# A/C not blowing cold air...



## HvacWiz

*sounds like its low on freon.*


----------



## 8 Ball

Sounds like you cleaned out the condensate piping. If the unit is not producing cold air, you wont have any condensate coming out.

Check the filter, look on the larger pipe coming out of the indoor unit. Is there frost on it? If you have pets, the evaporator may be restricted. Does the outdoor unit run? Have you noticed a lack of airflow? Is the outdoor unit clean? (finned area) Do you hear a hummm then click, when the O.D. unit starts?

You MAY need refrigerant, but normaly thats the LAST thing to do, after everything else has been checked.


----------



## rnorred13

thx 8 ball, I just replaced the filter a few days ago. I'm not sure I see a 'Larger' pipe on the inside unit. There is one but it's about the same size as the one that goes outside. In fact I think it is the one that goes outside. It is raised about 4 inches with no cap. I would think for overflow? It get cold but no frost. How can I check to see if the evaporator is restricted? Sorry, but Im a noob to this and I'm going to ask a dumb question. What is the evaporator and what would it look like? 
The outdoor unit does click on and off when adjusting the thermostat and it is clean as well.
Another thing I noticed is that I dont think air is blowing out of my vents as hard as it should be. I guess when these things work you dont pay that much attention so I couldnt tell you hard hard it was blowing last year. Is it possible I have some duct problems up in the scarry attic?


----------



## 8 Ball

An evaporator is the indoor part of your A.C. unit. It normaly sits on top of the furnace, or in the air handler, (blower cabinet). Looks like a radiator on your car, or very similar to the finned area of the outdoor (condensor) unit. If you remove the filter, you may be able to see it. If not, follow the two copper pipes from the outdoor unit and see where they enter the cabinet. One pipe will be small, 3/8 or 1/2 in., the other will be larger, 3/4 or larger, the larger pipe will be insulated, they both should run close to one another. There will also be a condensate pipe, or drain pipe, close to the bottom of the unit, which should also be insulated.
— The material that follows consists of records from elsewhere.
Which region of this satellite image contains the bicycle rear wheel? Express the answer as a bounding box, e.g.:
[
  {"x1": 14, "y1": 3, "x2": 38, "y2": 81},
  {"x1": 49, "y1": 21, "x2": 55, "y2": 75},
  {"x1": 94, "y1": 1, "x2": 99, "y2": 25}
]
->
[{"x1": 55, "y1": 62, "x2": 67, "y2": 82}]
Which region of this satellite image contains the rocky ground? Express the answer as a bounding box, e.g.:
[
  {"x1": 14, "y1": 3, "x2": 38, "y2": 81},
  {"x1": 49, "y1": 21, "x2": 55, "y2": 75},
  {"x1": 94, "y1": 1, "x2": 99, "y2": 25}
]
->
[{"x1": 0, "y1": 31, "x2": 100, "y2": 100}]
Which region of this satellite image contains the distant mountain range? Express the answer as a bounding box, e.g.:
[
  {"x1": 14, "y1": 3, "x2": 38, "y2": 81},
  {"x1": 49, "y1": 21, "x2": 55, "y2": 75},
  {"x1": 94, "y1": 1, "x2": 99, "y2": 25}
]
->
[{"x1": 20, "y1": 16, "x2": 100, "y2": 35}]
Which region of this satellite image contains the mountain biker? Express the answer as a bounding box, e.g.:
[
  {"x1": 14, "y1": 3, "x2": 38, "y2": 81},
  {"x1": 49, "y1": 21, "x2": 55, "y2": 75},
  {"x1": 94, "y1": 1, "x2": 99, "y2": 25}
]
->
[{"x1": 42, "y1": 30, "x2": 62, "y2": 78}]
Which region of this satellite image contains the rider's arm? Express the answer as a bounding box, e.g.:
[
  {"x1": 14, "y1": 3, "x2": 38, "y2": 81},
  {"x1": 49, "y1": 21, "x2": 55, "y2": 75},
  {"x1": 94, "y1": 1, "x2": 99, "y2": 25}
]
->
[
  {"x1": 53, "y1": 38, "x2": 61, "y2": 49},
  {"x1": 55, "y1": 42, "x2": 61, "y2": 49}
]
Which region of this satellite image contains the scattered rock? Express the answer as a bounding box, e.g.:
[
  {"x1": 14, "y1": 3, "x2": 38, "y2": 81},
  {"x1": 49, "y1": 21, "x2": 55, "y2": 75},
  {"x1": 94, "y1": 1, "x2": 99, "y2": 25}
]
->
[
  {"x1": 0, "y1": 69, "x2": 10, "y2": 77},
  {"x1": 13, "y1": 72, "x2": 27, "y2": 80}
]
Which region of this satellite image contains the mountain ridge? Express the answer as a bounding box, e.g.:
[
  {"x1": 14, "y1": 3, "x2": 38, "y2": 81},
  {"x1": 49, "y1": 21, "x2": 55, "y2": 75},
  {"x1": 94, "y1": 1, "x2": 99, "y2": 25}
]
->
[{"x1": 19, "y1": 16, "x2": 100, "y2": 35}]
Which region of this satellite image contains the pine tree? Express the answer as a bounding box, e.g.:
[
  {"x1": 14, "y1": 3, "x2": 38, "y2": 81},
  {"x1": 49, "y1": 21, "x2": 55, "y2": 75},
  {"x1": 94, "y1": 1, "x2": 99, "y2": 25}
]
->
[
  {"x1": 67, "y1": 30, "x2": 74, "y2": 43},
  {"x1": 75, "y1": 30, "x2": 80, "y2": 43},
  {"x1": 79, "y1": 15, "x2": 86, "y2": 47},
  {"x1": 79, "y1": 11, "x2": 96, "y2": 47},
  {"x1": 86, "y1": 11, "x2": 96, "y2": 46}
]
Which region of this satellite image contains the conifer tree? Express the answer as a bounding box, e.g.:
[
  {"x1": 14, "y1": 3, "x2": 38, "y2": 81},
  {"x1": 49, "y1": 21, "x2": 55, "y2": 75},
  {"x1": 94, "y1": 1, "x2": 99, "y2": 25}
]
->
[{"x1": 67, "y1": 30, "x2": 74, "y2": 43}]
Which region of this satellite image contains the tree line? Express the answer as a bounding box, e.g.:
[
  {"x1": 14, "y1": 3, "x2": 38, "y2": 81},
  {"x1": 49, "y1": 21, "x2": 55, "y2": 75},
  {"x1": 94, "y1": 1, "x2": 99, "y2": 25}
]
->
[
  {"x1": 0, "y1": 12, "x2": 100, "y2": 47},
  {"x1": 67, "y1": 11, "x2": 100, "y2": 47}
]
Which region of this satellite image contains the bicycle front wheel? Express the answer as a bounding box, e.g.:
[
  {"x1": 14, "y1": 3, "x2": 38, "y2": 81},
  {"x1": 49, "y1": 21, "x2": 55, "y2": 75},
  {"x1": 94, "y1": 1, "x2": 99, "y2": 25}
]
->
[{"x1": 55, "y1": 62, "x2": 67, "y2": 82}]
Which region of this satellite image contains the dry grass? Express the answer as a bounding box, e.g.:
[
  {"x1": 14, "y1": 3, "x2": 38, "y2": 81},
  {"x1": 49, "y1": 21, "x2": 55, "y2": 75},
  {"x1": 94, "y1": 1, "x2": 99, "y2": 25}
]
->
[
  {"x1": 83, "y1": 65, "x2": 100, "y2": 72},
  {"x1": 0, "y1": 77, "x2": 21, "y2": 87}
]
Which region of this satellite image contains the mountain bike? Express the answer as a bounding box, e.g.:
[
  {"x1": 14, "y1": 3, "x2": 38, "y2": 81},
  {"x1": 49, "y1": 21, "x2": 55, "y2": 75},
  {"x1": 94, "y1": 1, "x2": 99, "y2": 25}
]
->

Can you hear the compressor run in the outdoor unit? If it is running, the indoor coil is clean and the blower is running, you may need to add refrigerant. You must be licensed to handle refrigerant. Some units have low pressure safeties that stop the compressor if the charge is low, the compressor may start, but stop after a few minutes, leaving the outdoor fan running.

Attics are better than crawl spaces, its all a matter of perspective.


----------



## 02excursion

8 Ball said:


> An evaporator is the indoor part of your A.C. unit. It normaly sits on top of the furnace, or in the air handler, (blower cabinet). Looks like a radiator on your car, or very similar to the finned area of the outdoor (condensor) unit. If you remove the filter, you may be able to see it. If not, follow the two copper pipes from the outdoor unit and see where they enter the cabinet. One pipe will be small, 3/8 or 1/2 in......this small line freezes up, i can visibly see frost on this line, i tried turning off my unit to thaw out and circulate some air through my york blower. I enclosed a picture.
> 
> the other will be larger, 3/4 or larger, the larger pipe will be insulated, they both should run close to one another. There will also be a condensate pipe, or drain pipe, close to the bottom of the unit, which should also be insulated.
> 
> Can you hear the compressor run in the outdoor unit? If it is running, the indoor coil is clean and the blower is running, you may need to add refrigerant. You must be licensed to handle refrigerant. Some units have low pressure safeties that stop the compressor if the charge is low, the compressor may start, but stop after a few minutes, leaving the outdoor fan running.
> 
> Attics are better than crawl spaces, its all a matter of perspective.


I apologize i don't mean to high jack this thread. but i tried searching for an answer and think this thread is similar to what I'm experiencing. btw i new to this site and i am a noob when it comes to A/C units. All i know it was working fine a couple of weeks ago when it was in the upper 70's up here in the NE. Tomorrow its going to be in the mid 80's and already my condo is registering 79 degrees. 
Thanks in advance
02excursion


----------



## Talbot3

You said the temp at the outdoor unit is cooler than the air coming out of the registers... Any chance you have a heat pump operating on heating mode?


----------



## 02excursion

Talbot3 said:


> You said the temp at the outdoor unit is cooler than the air coming out of the registers... Any chance you have a heat pump operating on heating mode?


I'm pretty certain i don't have the heat pump operating on heat mode. i can visibly see the frost accumulating on the smaller line. the a/c unit does the clicking noise and the fan spins when i turn on the thermostat to a colder degree setting than what the temp is inside my condo ( example condo temp reading 79 degrees set point on thermostat 72 degrees) i also hear the blower motor spinning inside my laundry room click and start up. Hopefully i touched all the base's for someone to chime in?
btw ....now im having a issues with my water heater......i will post this issue on the plumbing forum.

Thanks
02excursion


----------



## airtrackinc

Any ideas, what could be wrong here??? call your cooling expert to verify this unit working on reveres cycle if its heat pump, otherwise you have problem in the refrigeration system.


----------



## beenthere

airtrackinc said:


> Any ideas, what could be wrong here??? call your cooling expert to verify this unit working on reveres cycle if its heat pump, otherwise you have problem in the refrigeration system.


Hopefully in 3 years, he has taken are of this.


----------